Osservai Eunice e Brin tagliare e servire la torta. Osservai mamma sedersi a tavola con Sally White e suo marito. A giudicare da come continuava a stringere il braccio di Sally, per lei porre termine alla rimpatriata sarebbe stata dura. La sua migliore amica le era mancata, e aveva un bisogno quasi compulsivo di recuperare tutto il tempo che avevano perso.
Mi sarebbe piaciuto raggiungere la mia famiglia al centro della sala. Mi sarebbe piaciuto rivelare loro che non sarebbero più stati perseguitati e braccati. Ma riflettei che quella sensazione dovessero averla già, in una serata così ricca di risate, bevute, musica e danze. I Turner erano di nuovo una famiglia, la mia famiglia. Avevo dovuto solo forzare un po’ la mano per farli tornare insieme.
Invece di intervenire, mi accontentai di respirare quell’atmosfera dai bordi della sala e, mentre la serata volgeva al termine, gli ospiti si diradavano e le spose novelle si ritiravano nei loro quartieri, cercai di non intristirmi o preoccuparmi troppo. Ero ancora un po’ sulle spine (non riuscivo a farne a meno), quando Leannan apparve accanto a me con la sua faccia umana; al posto della tunica rossa portava un abito da sera rosso sangue.
«È stata una splendida cerimonia», disse.
«Credi che funzionerà?» le domandai.
«Che funzionerà cosa?»
«Questo matrimonio. La mia famiglia. Continueranno a essere felici dopo stasera?»
«Non lo so», rispose. «Tu però hai dato loro altro tempo e una seconda possibilità.
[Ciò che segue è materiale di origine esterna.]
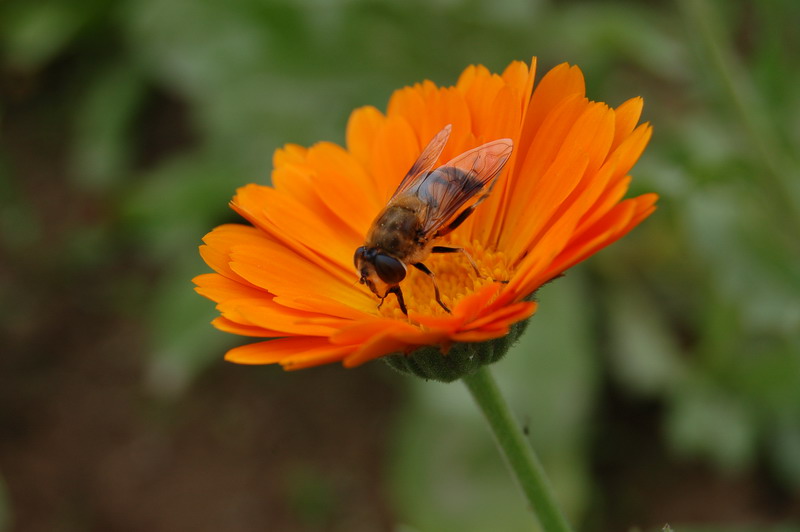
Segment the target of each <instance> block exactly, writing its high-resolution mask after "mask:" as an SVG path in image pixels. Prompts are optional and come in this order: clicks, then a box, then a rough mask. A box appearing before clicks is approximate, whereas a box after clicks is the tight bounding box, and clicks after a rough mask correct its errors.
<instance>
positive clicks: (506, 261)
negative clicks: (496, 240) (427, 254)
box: [379, 237, 513, 320]
mask: <svg viewBox="0 0 800 532" xmlns="http://www.w3.org/2000/svg"><path fill="white" fill-rule="evenodd" d="M448 240H449V241H444V242H441V243H438V242H437V245H445V246H448V247H458V248H462V249H464V250H465V251H466V252H467V253H469V255H470V257H472V259H473V260H474V261H475V265H476V266H477V267H478V271H479V272H480V274H476V273H475V269H474V268H473V267H472V265H471V264H470V261H469V259H468V258H467V256H466V255H465V254H464V253H431V255H430V256H429V257H428V258H427V259H425V265H426V266H427V267H428V269H429V270H430V271H431V272H433V274H434V275H435V276H436V284H437V285H438V286H439V294H440V296H441V299H442V302H443V303H444V304H445V305H447V307H448V308H449V309H450V310H453V309H454V308H455V307H456V305H457V304H458V302H459V300H461V298H463V297H465V296H468V295H470V294H472V293H474V292H475V291H477V290H479V289H480V288H481V287H483V286H486V285H487V284H491V283H495V282H500V281H508V280H509V279H510V278H511V275H512V273H513V271H512V270H511V266H510V264H508V261H507V259H506V256H505V254H504V253H503V252H502V251H494V250H492V249H487V248H485V247H484V246H483V244H482V243H481V242H478V241H477V240H475V241H472V242H466V241H463V240H461V239H460V238H459V237H453V238H450V239H448ZM400 289H401V290H402V291H403V297H404V299H405V303H406V307H407V308H408V310H409V311H410V312H416V313H419V314H427V315H434V316H446V315H447V312H446V311H445V310H444V309H443V308H442V306H441V305H439V303H437V302H436V294H435V291H434V288H433V280H432V279H431V277H430V276H429V275H427V274H425V273H423V272H421V271H419V270H418V269H416V268H415V267H413V266H409V267H408V275H407V276H406V278H405V279H404V280H403V281H402V282H401V283H400ZM379 312H380V313H381V314H382V315H383V316H386V317H390V318H395V319H403V320H405V319H407V318H406V317H405V315H404V314H403V312H402V311H401V310H400V305H398V303H397V298H396V297H395V296H394V295H392V294H390V295H389V297H387V298H386V299H385V300H384V302H383V305H382V306H381V308H380V310H379Z"/></svg>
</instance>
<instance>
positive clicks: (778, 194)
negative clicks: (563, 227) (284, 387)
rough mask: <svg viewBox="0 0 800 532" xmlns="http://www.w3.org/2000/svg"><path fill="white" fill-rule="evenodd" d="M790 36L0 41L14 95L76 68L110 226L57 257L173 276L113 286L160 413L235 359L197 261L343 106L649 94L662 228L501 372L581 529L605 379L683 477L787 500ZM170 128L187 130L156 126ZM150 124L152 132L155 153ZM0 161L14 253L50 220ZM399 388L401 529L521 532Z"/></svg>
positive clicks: (74, 8)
È più di quanto ottenga chiunque altro. Dovrà bastare.»
Anche se la cosa non mi piaceva, sapevo che aveva ragione.
«È ora di andare», disse.
«Aspetta!»
Caroline doveva aver intuito che il suo spiraglio d’azione stava per chiudersi, perché dopo avermi chiamato attraversò di corsa il giardino dell’hotel, con il vestito da damigella che le svolazzava tutt’intorno.
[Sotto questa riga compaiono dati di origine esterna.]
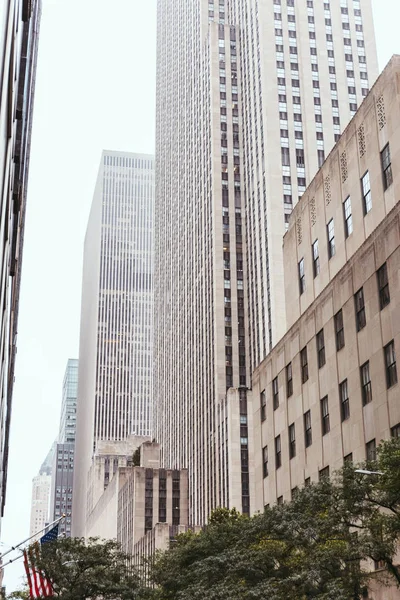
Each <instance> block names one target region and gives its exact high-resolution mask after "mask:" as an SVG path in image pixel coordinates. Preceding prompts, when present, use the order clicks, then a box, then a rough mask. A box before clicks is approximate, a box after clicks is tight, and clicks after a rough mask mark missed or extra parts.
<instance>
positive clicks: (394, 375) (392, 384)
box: [384, 340, 397, 388]
mask: <svg viewBox="0 0 400 600" xmlns="http://www.w3.org/2000/svg"><path fill="white" fill-rule="evenodd" d="M384 351H385V366H386V384H387V387H388V388H390V387H392V385H395V384H396V383H397V369H396V353H395V349H394V341H393V340H392V341H391V342H390V343H389V344H388V345H387V346H385V348H384Z"/></svg>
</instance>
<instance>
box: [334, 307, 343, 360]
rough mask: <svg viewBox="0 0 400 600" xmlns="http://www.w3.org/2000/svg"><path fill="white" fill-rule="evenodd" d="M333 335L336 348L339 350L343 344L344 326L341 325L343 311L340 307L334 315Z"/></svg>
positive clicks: (341, 324) (340, 348)
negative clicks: (342, 310)
mask: <svg viewBox="0 0 400 600" xmlns="http://www.w3.org/2000/svg"><path fill="white" fill-rule="evenodd" d="M334 320H335V337H336V350H337V352H339V350H341V349H342V348H343V346H344V327H343V311H342V309H340V310H339V312H337V313H336V315H335V317H334Z"/></svg>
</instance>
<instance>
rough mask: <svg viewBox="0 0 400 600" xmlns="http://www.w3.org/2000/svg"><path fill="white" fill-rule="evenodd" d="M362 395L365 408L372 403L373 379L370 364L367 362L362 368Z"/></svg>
mask: <svg viewBox="0 0 400 600" xmlns="http://www.w3.org/2000/svg"><path fill="white" fill-rule="evenodd" d="M360 378H361V394H362V403H363V406H365V405H366V404H369V403H370V402H371V401H372V387H371V378H370V376H369V362H368V361H367V362H366V363H364V364H363V365H362V367H360Z"/></svg>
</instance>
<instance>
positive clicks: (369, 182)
mask: <svg viewBox="0 0 400 600" xmlns="http://www.w3.org/2000/svg"><path fill="white" fill-rule="evenodd" d="M361 189H362V196H363V208H364V215H366V214H367V213H369V211H370V210H371V208H372V197H371V184H370V181H369V171H367V172H366V173H365V175H363V176H362V177H361Z"/></svg>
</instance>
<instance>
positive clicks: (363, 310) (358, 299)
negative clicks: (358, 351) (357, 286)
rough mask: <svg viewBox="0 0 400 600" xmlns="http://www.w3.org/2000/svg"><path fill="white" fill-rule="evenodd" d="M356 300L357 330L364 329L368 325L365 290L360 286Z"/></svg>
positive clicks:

Leannan e io ci scambiammo un’occhiata. Lei fece un passo indietro e con un cenno mi diede il via libera. Se proprio devi.
Caroline si fermò di fronte a me con il fiato corto. «Io ti conosco.» Poi, come se su quanto aveva appena affermato nutrisse qualche dubbio, aggiunse: «Non è così?»
«Tu credi?»
«È come se avessi la testa piena di nebbia. Però mi ricordo che la mamma e la nonna erano scomparse…» Si portò una mano alla tempia ed emise una specie di sibilo. «E mi ricordo la tua faccia. Noah.» Continuava a massaggiarsi la tempia, come se dovesse recuperare l’informazione da qualche parte. «Zio Noah. Tu eri a casa nostra. Poi la mamma e la nonna sono tornate. E anche zia Sydney. Ma tu non c’eri più. Ci sono volte in cui di te mi ricordo, ma poi è come se ti dimenticassi di nuovo.» Strinse forte gli occhi e poi li spalancò. «Hai fatto qualcosa, vero? Ci hai salvati.»
A quelle parole rimasi sconcertato. Io e Leannan avevamo somministrato la carezza d’ebano a tutti i componenti della mia famiglia. Questo non mi cancellava del tutto dai loro ricordi, ma ripensare a me avrebbe dovuto essere impossibile per moltissimo tempo.
«Cerca di dimenticare di avermi mai visto», le suggerii. «Veglierò su di te.»
«Però mi spieghi cosa hai fatto?» domandò. Indicò Leannan. «E lei chi è?»
Mi stava ancora interrogando quando presi la mano di Leannan. Le sue parole sfumarono nel nulla mentre passavamo dall’altra parte.